Historique

Après la Première guerre mondiale les événements ont poussé sur les routes de l’exil de nombreux Russes notamment en France où ils pouvaient trouver du travail. Le prêtre lyonnais Paul Couturier s’est trouvé confronté à ces émigrés russes, ayant tout perdu, gardant pieusement leurs icônes comme témoignage de la foi reçue de leurs ancêtres.
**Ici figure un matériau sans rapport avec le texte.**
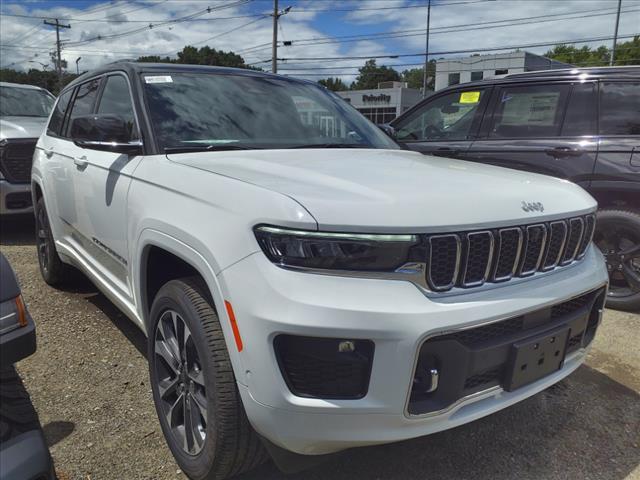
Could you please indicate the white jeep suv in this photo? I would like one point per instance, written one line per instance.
(305, 284)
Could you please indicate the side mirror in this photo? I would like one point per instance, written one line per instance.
(110, 133)
(388, 129)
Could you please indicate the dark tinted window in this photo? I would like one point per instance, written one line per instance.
(116, 100)
(24, 102)
(580, 118)
(85, 99)
(57, 117)
(529, 111)
(620, 108)
(448, 117)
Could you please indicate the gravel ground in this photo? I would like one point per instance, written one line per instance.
(89, 383)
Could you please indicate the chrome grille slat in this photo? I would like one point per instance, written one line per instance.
(503, 256)
(555, 244)
(471, 259)
(534, 249)
(482, 263)
(436, 281)
(576, 229)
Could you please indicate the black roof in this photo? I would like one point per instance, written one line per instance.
(133, 68)
(628, 72)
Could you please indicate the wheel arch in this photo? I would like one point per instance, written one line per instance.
(158, 252)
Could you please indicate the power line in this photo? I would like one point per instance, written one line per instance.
(451, 52)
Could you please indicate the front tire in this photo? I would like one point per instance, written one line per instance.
(618, 237)
(53, 270)
(194, 388)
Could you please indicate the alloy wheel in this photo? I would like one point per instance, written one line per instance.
(43, 239)
(621, 249)
(180, 382)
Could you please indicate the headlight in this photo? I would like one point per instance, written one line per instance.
(339, 251)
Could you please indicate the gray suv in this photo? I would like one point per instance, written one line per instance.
(24, 110)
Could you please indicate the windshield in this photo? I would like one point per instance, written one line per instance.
(25, 102)
(191, 111)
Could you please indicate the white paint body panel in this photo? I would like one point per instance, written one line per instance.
(202, 207)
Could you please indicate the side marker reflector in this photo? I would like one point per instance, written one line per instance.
(234, 325)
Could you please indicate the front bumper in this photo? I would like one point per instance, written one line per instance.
(15, 198)
(397, 317)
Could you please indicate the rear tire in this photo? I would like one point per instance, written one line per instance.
(194, 371)
(618, 237)
(53, 270)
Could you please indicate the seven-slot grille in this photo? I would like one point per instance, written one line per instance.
(15, 160)
(471, 259)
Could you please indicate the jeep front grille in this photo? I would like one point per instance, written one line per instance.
(471, 259)
(16, 157)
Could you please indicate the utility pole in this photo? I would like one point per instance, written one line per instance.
(274, 47)
(426, 54)
(615, 35)
(58, 26)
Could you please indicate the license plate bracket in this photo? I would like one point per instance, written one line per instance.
(537, 357)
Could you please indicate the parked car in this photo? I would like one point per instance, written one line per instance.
(303, 289)
(581, 124)
(23, 114)
(23, 450)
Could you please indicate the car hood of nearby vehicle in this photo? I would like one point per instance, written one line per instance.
(394, 190)
(21, 127)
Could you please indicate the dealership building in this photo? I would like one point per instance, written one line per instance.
(452, 71)
(383, 104)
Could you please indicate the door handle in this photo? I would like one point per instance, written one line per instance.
(560, 152)
(81, 162)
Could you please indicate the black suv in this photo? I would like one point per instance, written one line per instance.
(581, 124)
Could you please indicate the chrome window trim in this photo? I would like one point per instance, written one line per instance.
(516, 262)
(582, 253)
(487, 269)
(456, 271)
(567, 261)
(523, 273)
(545, 267)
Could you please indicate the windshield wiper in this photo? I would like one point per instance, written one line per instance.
(206, 148)
(331, 145)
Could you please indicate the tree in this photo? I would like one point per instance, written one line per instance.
(371, 74)
(201, 56)
(414, 76)
(334, 84)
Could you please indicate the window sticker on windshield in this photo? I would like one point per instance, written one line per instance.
(159, 79)
(469, 97)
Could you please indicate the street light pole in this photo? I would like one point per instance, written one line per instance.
(615, 35)
(426, 53)
(274, 46)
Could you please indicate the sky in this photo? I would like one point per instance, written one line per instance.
(328, 37)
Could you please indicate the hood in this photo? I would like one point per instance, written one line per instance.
(395, 190)
(22, 127)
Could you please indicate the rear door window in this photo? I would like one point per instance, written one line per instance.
(57, 117)
(620, 108)
(580, 118)
(85, 100)
(449, 117)
(529, 111)
(116, 100)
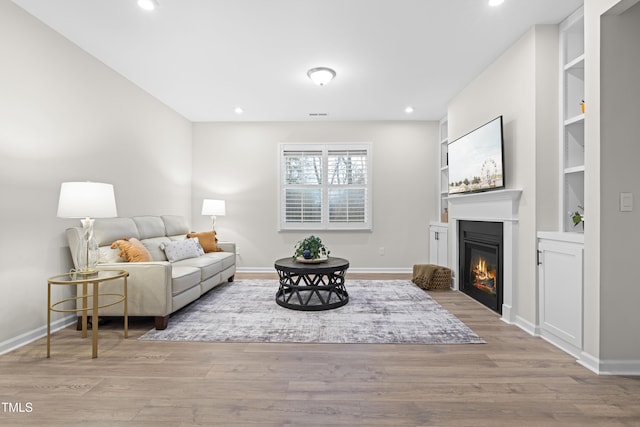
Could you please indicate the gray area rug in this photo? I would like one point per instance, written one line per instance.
(379, 311)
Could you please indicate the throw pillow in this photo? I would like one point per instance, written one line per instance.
(207, 239)
(132, 250)
(181, 249)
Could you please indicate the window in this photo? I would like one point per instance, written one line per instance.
(325, 186)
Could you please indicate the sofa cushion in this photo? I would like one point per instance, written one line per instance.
(181, 249)
(153, 246)
(175, 225)
(207, 239)
(226, 259)
(132, 250)
(208, 266)
(183, 278)
(108, 230)
(149, 226)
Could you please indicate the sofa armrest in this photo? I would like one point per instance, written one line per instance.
(148, 286)
(227, 246)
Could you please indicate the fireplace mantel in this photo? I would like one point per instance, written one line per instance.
(499, 205)
(496, 206)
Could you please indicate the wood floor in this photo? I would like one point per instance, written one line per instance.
(512, 380)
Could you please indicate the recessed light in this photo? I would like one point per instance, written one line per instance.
(148, 4)
(321, 75)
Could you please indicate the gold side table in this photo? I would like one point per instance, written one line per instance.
(85, 279)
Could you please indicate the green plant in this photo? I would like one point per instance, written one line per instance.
(310, 248)
(577, 217)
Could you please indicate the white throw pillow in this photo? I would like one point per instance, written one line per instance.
(182, 249)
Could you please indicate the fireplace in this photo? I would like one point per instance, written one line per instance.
(481, 259)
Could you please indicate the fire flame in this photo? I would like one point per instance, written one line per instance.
(481, 272)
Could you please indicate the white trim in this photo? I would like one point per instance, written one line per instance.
(35, 334)
(272, 269)
(610, 366)
(497, 206)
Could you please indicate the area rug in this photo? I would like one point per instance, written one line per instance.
(379, 311)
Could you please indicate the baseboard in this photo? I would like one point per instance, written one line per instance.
(525, 325)
(271, 269)
(610, 366)
(36, 334)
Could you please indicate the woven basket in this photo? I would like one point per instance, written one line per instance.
(441, 279)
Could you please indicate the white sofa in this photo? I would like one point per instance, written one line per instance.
(157, 288)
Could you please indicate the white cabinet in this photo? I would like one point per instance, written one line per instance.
(438, 244)
(560, 276)
(572, 110)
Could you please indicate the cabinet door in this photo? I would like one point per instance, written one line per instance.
(442, 248)
(560, 275)
(433, 245)
(438, 246)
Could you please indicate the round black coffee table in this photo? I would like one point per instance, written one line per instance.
(306, 286)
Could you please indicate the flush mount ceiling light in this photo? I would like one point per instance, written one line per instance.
(321, 75)
(148, 4)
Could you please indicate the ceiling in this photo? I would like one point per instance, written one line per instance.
(204, 58)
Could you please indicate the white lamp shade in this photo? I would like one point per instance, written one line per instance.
(213, 207)
(86, 199)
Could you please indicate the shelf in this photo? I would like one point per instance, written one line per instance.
(576, 63)
(575, 169)
(575, 119)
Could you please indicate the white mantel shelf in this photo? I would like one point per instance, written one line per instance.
(512, 194)
(497, 206)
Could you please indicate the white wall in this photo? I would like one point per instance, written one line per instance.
(64, 116)
(619, 156)
(521, 85)
(238, 162)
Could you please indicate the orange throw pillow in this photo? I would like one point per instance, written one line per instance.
(132, 250)
(207, 239)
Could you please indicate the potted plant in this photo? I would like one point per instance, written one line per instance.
(311, 248)
(577, 217)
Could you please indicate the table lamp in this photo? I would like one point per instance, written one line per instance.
(213, 208)
(86, 200)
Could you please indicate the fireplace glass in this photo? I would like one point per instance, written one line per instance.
(480, 262)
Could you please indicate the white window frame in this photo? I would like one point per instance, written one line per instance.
(325, 223)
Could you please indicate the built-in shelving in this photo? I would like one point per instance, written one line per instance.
(572, 108)
(444, 167)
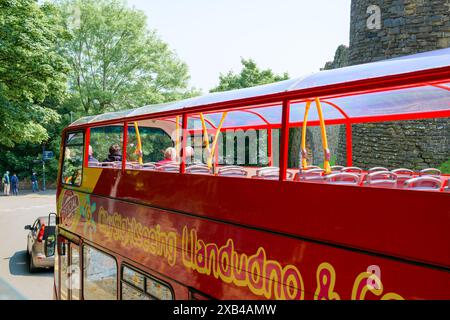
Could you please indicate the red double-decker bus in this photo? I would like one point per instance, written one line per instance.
(223, 196)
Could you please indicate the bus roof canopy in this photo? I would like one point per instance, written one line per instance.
(419, 99)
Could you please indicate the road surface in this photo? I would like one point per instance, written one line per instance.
(15, 213)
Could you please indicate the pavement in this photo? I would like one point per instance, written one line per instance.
(15, 213)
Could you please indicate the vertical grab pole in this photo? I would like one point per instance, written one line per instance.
(284, 139)
(269, 146)
(184, 120)
(349, 144)
(216, 137)
(138, 138)
(86, 150)
(326, 162)
(177, 135)
(304, 152)
(124, 145)
(205, 132)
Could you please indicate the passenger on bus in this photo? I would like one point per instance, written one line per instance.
(91, 157)
(170, 155)
(189, 152)
(114, 153)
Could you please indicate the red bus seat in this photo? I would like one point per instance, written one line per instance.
(381, 179)
(198, 169)
(403, 175)
(425, 183)
(430, 172)
(232, 171)
(114, 164)
(148, 166)
(169, 167)
(94, 164)
(335, 169)
(376, 169)
(346, 178)
(271, 173)
(354, 170)
(314, 174)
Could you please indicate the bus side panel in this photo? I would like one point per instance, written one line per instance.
(404, 223)
(229, 261)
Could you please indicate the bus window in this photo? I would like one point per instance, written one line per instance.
(236, 143)
(75, 276)
(73, 159)
(133, 285)
(152, 144)
(99, 275)
(63, 251)
(137, 286)
(105, 147)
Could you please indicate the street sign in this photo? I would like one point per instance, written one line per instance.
(47, 155)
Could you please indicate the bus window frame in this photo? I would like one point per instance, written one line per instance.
(103, 251)
(66, 134)
(145, 275)
(125, 143)
(87, 143)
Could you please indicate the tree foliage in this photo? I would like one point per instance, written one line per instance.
(116, 62)
(249, 76)
(32, 73)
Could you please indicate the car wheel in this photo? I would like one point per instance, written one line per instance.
(31, 266)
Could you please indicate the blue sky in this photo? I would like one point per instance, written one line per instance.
(296, 36)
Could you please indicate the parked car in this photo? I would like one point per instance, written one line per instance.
(40, 243)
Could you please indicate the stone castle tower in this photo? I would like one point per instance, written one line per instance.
(382, 29)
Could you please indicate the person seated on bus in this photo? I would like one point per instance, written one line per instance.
(91, 157)
(189, 152)
(170, 156)
(115, 154)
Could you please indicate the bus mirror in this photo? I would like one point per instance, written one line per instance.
(49, 247)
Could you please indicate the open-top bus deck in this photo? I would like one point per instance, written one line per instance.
(135, 228)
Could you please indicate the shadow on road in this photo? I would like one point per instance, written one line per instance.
(18, 266)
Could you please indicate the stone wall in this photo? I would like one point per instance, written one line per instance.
(411, 144)
(405, 27)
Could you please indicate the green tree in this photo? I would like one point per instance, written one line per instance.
(249, 76)
(32, 74)
(340, 59)
(116, 62)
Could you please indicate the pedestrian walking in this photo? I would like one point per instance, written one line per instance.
(6, 183)
(15, 185)
(34, 184)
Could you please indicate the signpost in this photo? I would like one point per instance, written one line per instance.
(46, 155)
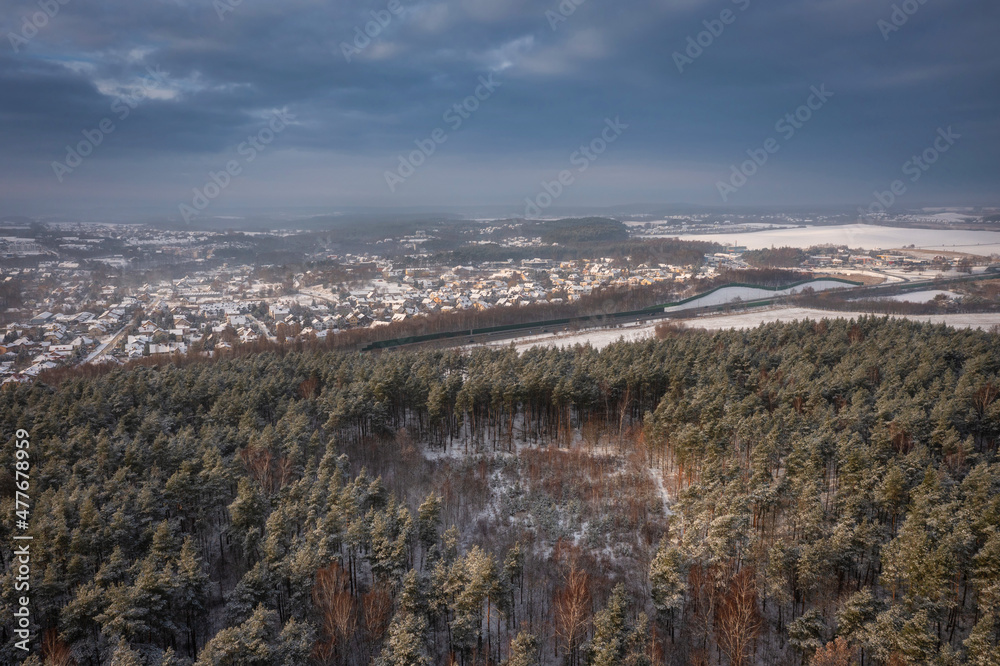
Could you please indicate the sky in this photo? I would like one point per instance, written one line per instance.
(186, 108)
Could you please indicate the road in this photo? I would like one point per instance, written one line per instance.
(110, 344)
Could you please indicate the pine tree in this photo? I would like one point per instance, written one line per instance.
(249, 644)
(124, 655)
(523, 650)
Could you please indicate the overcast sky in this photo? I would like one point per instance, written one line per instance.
(223, 72)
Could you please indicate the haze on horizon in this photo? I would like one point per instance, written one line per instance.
(199, 78)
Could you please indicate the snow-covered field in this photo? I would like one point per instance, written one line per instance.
(730, 294)
(602, 337)
(867, 237)
(921, 296)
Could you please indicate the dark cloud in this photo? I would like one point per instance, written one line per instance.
(221, 78)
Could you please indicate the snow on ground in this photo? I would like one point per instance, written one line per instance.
(729, 294)
(920, 296)
(602, 337)
(753, 319)
(868, 237)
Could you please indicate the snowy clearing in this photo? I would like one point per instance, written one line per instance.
(867, 237)
(600, 338)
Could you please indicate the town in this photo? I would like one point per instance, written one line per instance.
(102, 293)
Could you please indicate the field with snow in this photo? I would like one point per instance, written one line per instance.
(864, 236)
(920, 296)
(729, 294)
(602, 337)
Un petit nombre de ces réfugiés a demandé d’entrer dans l’Eglise catholique. En Russie même, avant la Révolution, un petit mouvement catholique s’était développé à Saint-Pétersbourg et à Moscou.

Le 18 décembre 1932 était inaugurée une chapelle pour les Russes catholiques, placée sous le vocable de saint Irénée. Cette chapelle destinée en premier lieu aux Russes et autres slaves catholiques, devait permettre à ces émigrés de prier comme chez eux et aux catholiques lyonnais de découvrir une autre tradition liturgique.

Cette chapelle dès son origine prend donc deux dimensions, l’une pastorale à destination des catholiques orientaux de Lyon, l’autre œcuménique, permettant aux catholiques autochtones lyonnais de connaître les traditions spirituelles et liturgiques des chrétiens d’Orient.

La chapelle Saint-Irénée est devenue paroisse en 1956 à la suite de la création de l’ordinariat des catholiques orientaux de France.

Avec les nouveaux flux migratoires, elle accueillit des Italo-Albanais, puis des Melkites, avec la guerre du Liban, et enfin des gréco-catholiques roumains et bulgares après la chute du rideau de fer. L’utilisation du français, langue commune de la communauté paroissiale, et celle des nouvelles générations, devint de plus en plus répandue dès la fin des années soixante-dix. C’est ainsi que la paroisse catholique slave devint la paroisse catholique de rite byzantin de Lyon, tout en veillant à préserver ses racines slaves.

Parallèlement, à partir de 1932, une paroisse hellène-catholique byzantine assez importante a aussi existé, mais au décès de son curé, en 1961, elle a été fusionnée avec la paroisse slave.

En 1991, à la demande du cardinal Decourtray, le lieu de culte est transféré au 6 de la place Saint-Irénée, dans la chapelle de l’ancien couvent des religieuses du Bon Pasteur d’Angers.

A la suite des pères Léon Gédénoff, Nicolas Bradko et Pierre Kholodiline, le curé actuel de la paroisse est le père Joël Courtois.